Receita de Serviços: O Verdadeiro Motor de Crescimento
Aqui está o que os investidores podem estar a subestimar: o segmento de Serviços, que representa cerca de 26% das vendas líquidas da Apple, beneficia significativamente da adoção melhorada do Apple Intelligence. Este negócio inclui publicidade, AppleCare, serviços de cloud, conteúdo digital (Arcade, Música, Fitness+, TV, News+), e serviços de pagamento.
O impulso já é visível. Em 2025, a App Store tinha uma média de 850 milhões de utilizadores semanais globalmente, com os desenvolvedores a ganhar mais de $550 mil milhões cumulativamente desde 2008. O Apple TV+ registou um crescimento de 36% ano após ano em horas totais assistidas. O Apple Pay eliminou mais de $1 mil milhões em fraudes, ao mesmo tempo que gerou $100 mil milhões em vendas adicionais para comerciantes globalmente—agora disponível em 89 mercados. O Apple Fitness+ expandiu-se para mais 28 países, enquanto a Arcade adicionou mais de 50 novos títulos.
Uma Siri melhorada com IA e funcionalidades personalizadas poderiam acelerar esta trajetória de crescimento dos Serviços, especialmente entre desenvolvedores de aplicações que considerem construir na plataforma da Apple.
Preocupações com a Valoração Nublam a Perspetiva
Apesar destes fatores favoráveis, as ações da Apple valorizaram apenas 11,3% nos últimos 12 meses—uma performance bastante inferior à do setor de Computadores e Tecnologia, que teve um retorno de 29,9%. Ainda mais surpreendente, a Apple ficou atrás da Alphabet (75,1%), Microsoft (14,8%) e Amazon (13,1%) de forma considerável.

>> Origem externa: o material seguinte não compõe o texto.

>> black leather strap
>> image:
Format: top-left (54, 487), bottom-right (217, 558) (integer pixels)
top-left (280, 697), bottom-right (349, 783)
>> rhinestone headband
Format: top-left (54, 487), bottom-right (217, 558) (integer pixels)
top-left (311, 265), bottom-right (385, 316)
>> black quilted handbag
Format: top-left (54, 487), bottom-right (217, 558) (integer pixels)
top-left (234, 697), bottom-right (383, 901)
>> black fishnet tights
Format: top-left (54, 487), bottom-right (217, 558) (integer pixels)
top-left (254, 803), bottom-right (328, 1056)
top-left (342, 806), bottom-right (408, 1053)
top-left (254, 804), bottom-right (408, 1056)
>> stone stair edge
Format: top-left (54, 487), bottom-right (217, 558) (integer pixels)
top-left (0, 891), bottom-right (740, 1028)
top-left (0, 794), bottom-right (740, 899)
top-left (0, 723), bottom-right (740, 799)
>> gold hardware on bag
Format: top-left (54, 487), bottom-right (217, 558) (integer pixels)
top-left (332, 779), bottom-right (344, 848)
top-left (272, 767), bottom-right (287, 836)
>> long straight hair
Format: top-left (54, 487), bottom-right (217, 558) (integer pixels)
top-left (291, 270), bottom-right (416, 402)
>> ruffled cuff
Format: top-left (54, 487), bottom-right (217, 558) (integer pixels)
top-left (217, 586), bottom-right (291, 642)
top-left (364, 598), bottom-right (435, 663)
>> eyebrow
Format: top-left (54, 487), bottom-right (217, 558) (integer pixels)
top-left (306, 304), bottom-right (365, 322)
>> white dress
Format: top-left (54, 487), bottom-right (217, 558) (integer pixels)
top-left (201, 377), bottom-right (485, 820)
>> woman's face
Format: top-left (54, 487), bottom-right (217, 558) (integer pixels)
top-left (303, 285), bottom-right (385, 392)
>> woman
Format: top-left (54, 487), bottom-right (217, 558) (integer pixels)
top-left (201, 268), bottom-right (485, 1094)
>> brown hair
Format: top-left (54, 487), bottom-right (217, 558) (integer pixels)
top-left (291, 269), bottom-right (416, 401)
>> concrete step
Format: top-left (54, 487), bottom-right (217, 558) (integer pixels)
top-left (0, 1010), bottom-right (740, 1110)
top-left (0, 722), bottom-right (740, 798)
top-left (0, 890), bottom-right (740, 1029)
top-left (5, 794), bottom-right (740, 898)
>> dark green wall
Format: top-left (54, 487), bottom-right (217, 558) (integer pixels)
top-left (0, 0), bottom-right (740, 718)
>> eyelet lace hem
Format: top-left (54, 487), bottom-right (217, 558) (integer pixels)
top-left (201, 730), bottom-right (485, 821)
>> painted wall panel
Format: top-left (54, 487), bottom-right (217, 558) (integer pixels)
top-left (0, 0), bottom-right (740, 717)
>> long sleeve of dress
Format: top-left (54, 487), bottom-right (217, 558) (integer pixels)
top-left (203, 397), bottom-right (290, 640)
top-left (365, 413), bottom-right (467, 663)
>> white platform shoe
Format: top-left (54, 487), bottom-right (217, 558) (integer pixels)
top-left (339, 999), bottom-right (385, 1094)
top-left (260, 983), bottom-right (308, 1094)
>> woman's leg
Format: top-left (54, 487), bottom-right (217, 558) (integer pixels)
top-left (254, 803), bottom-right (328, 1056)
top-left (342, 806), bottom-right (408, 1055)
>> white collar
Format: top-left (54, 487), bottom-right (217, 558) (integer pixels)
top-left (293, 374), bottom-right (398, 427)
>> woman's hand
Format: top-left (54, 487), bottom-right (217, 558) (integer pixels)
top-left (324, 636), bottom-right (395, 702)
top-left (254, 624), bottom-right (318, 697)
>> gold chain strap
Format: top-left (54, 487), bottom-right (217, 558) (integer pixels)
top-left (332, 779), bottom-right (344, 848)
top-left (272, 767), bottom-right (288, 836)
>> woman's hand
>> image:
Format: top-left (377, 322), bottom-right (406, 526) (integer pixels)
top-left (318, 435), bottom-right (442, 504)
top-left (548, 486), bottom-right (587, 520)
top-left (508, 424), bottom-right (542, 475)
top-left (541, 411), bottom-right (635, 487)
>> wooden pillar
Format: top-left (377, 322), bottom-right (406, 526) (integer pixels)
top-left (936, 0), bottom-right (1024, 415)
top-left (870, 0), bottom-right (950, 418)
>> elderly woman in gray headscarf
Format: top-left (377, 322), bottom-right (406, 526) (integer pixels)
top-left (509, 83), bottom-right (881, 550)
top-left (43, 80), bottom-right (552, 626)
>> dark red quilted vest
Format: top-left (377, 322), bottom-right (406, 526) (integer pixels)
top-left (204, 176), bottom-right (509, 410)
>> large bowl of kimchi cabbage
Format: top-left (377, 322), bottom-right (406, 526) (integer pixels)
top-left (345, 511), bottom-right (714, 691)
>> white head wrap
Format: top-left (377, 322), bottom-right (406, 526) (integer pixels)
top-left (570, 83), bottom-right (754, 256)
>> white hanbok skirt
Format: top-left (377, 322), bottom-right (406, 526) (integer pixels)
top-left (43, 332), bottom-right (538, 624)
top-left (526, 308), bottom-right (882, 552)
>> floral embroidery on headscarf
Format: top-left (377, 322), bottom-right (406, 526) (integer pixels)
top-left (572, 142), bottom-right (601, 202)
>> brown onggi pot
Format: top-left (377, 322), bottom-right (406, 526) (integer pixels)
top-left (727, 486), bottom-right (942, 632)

A ação apresenta preocupações de avaliação. Com um rácio preço-vendas a 12 meses à frente de 8,27X, face à média do setor de 7,47X e aos 3,3X da Amazon, a Apple parece estar esticada. Uma pontuação de Valor de F reforça esta preocupação, sugerindo que o preço atual já pode refletir suposições otimistas sobre os benefícios da parceria com o Google.
Projeções Financeiras Oferecem Apoio Modesto
A estimativa de consenso da Zacks para os lucros do primeiro trimestre fiscal de 2026 da Apple aumentou 3 cêntimos para $2,65 por ação ao longo de 60 dias, implicando um crescimento de 10,42% ano após ano. As expectativas de receita atingiram $137,40 mil milhões, representando um crescimento de 10,54% em relação ao período do ano anterior.
Estes números são sólidos, mas não transformadores—difíceis de serem o catalisador para elevar as avaliações significativamente acima dos níveis atuais.
O Veredicto: Estratégico Sim, Avaliação Cautelosa
A parceria com o Google resolve um verdadeiro desafio operacional e posiciona a Apple para competir de forma mais eficaz nos mercados de IA empresarial e de consumo. A receita de Serviços pode de fato acelerar se a adoção melhorar. No entanto, forte concorrência na China, incertezas tarifárias e uma avaliação premium em relação aos pares sugerem cautela.
A Apple atualmente mantém uma classificação Zacks #3 (Manter). Para investidores que já detêm ações, a colaboração com o Google oferece potencial de valorização incremental. Para compradores potenciais, esperar por um ponto de entrada mais atrativo faz sentido antes de investir capital numa ação de tecnologia que continua cara, apesar dos seus fundamentos de qualidade.